Juan José Florián

Personal information
- Full name: Juan José Florián Valencia
- Born: c. 1982 (age 43–44) Puerto Berrío, Antioquia, Colombia
- Allegiance: FARC Government of Colombia
- Service years: c. 1998–1999 (FARC) 2000–? (Government)

Sport
- Sport: Para swimming, para cycling
- Disability class: S5 (swimming), C1 (cycling)
- Coached by: Francisco Rodríguez Maldonado

= Juan José Florián =

Colombian paracyclist and former para swimmer

Juan José Florián Valencia (born c. 1982) is a Colombian paracyclist and former para swimmer. He was the national record holder in multiple S5 swimming events, and won the road race and time trial cycling events at the 2021 Colombian National Championships. Florián fought for both sides in the Colombian conflict.

==Early life==
Florián is from Puerto Berrío, Antioquia, Colombia, and grew up in Lejanías, Meta. At the age of 16, Florián was conscripted into the Revolutionary Armed Forces of Colombia (FARC), after his brother had joined the Colombian Government forces. He was one of an estimated 6,000 child soldiers enlisted by FARC. He fled FARC a year later, and joined the Colombian government army in 2000, when he was of legal age to enlist. After leaving the army, his brother developed schizophrenia.

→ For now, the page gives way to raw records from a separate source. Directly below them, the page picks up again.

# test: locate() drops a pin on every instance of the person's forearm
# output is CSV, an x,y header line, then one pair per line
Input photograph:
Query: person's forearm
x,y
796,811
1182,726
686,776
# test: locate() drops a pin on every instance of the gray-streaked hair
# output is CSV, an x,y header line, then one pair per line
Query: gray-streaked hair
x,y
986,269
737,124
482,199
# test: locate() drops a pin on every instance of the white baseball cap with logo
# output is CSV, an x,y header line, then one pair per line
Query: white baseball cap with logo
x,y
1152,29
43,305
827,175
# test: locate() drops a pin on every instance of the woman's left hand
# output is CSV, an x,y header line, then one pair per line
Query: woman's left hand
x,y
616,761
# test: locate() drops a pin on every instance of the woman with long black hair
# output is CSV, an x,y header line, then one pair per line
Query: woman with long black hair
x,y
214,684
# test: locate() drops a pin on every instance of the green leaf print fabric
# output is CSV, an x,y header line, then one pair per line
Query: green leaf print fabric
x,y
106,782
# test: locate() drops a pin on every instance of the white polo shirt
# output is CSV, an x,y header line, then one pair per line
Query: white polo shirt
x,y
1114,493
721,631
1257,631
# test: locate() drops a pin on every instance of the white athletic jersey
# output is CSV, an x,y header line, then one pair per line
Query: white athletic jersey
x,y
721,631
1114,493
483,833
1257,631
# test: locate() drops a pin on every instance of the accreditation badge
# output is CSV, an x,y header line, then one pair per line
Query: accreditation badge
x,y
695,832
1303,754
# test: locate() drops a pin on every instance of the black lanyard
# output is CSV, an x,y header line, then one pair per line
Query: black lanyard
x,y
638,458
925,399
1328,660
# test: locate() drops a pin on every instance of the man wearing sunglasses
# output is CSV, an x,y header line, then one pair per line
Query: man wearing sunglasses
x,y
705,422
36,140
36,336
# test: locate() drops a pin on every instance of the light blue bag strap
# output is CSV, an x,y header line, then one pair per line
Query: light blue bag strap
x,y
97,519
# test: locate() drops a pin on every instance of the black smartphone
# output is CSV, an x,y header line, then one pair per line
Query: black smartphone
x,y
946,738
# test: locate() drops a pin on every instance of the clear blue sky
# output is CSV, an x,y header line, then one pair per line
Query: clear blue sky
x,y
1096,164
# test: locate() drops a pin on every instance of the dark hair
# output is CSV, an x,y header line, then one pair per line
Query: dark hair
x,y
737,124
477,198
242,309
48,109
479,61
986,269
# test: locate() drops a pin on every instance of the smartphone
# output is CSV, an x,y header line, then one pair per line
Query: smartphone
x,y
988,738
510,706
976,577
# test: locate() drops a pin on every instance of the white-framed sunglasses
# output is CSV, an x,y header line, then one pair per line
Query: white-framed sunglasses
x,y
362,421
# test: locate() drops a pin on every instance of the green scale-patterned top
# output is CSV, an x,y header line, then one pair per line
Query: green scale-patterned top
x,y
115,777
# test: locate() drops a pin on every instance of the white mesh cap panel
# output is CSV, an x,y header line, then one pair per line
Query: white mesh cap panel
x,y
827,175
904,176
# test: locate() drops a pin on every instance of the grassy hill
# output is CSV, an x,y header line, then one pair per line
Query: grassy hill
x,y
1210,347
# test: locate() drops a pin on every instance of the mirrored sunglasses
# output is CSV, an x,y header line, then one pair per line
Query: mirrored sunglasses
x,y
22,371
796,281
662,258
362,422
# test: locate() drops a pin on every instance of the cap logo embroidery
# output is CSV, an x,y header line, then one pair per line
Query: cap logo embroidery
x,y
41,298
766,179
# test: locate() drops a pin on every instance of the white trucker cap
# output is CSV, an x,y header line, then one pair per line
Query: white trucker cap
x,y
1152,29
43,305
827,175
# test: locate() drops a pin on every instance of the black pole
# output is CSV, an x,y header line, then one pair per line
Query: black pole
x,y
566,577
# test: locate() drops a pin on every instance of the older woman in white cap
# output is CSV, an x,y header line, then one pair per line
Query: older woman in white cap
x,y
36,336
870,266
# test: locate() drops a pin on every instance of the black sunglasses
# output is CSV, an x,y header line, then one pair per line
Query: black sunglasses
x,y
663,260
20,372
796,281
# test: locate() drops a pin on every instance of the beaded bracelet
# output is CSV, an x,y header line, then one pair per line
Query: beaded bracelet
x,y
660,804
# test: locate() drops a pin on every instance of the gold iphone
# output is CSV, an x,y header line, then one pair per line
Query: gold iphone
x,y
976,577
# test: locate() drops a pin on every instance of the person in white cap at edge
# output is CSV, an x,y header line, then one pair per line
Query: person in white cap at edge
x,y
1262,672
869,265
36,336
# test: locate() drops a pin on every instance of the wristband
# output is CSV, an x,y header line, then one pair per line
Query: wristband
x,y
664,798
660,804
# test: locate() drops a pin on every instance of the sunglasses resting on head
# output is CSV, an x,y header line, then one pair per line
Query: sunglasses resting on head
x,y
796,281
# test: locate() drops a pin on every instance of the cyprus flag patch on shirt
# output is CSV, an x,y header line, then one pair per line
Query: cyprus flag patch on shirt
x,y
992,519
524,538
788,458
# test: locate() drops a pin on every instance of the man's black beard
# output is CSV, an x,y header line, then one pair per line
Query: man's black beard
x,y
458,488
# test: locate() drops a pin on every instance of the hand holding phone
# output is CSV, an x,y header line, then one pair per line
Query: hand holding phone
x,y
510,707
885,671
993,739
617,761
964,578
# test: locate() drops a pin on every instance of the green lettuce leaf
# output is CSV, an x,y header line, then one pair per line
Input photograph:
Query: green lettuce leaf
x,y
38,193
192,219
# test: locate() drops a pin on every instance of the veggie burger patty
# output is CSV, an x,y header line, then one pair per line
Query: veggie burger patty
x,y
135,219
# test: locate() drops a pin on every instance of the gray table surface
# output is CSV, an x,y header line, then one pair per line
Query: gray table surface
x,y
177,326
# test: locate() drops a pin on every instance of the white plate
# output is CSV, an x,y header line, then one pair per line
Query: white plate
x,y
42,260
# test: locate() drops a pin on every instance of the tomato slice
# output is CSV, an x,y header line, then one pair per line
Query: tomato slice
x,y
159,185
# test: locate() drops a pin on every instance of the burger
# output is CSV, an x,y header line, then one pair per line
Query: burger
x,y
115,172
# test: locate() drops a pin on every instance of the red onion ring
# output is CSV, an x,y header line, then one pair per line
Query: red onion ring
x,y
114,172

In 2011, Florián was injured by an explosive device left by FARC on his doorstep, disguised as a package. He lost both arms and part of his right leg. He was in a coma for 12 days, and now uses a prosthesic limb.

In 2016, Florián started studying psychology at Sergio Arboleda University. After three semesters, he postponed his course to focus on his sports career. He is nicknamed "Mochoman". Florián is a member of the Fundación Colombianitos, which tackles child and youth poverty.

==Sports career==
Florián started competing in para swimming in Bogotá. He competed in the S5 swimming events, and was national record holder in multiple events. In 2013, he won a medal in an event at the University of Minnesota in the US, and his last swimming medal was at the 2015 Colombian Championships. In total, he won 12 gold medals at events. He gave up swimming when he began studying.

In 2017, Florián started cycling on a specially adapted bike. He competes in C1 classification events, which is for riders with the most severe impairments. He uses his undamaged left leg to pedal the bike. Florián trains with Francisco Rodríguez Maldonado, who came third at the 1985 Vuelta a España.

Florián's first international cycling event was in Emmen, Netherlands in July 2017. He came 14th in the time trial event, and 13th in the road race. In 2018, he competed in multiple Cycling World Cup events. In 2019, Florián was sponsored by Movistar Colombia. He was the second paracyclist to be sponsored by the company. In 2021, he funded his own travel to a World Cup event in Portugal.

Florián was not selected for the delayed 2020 Summer Paralympics. In November 2021, he won the Colombian National Championships road race and time trial events. He won both events by almost two minutes. In August 2022, Florián cycled 482 km over two days during the Siempre Santander Challenge.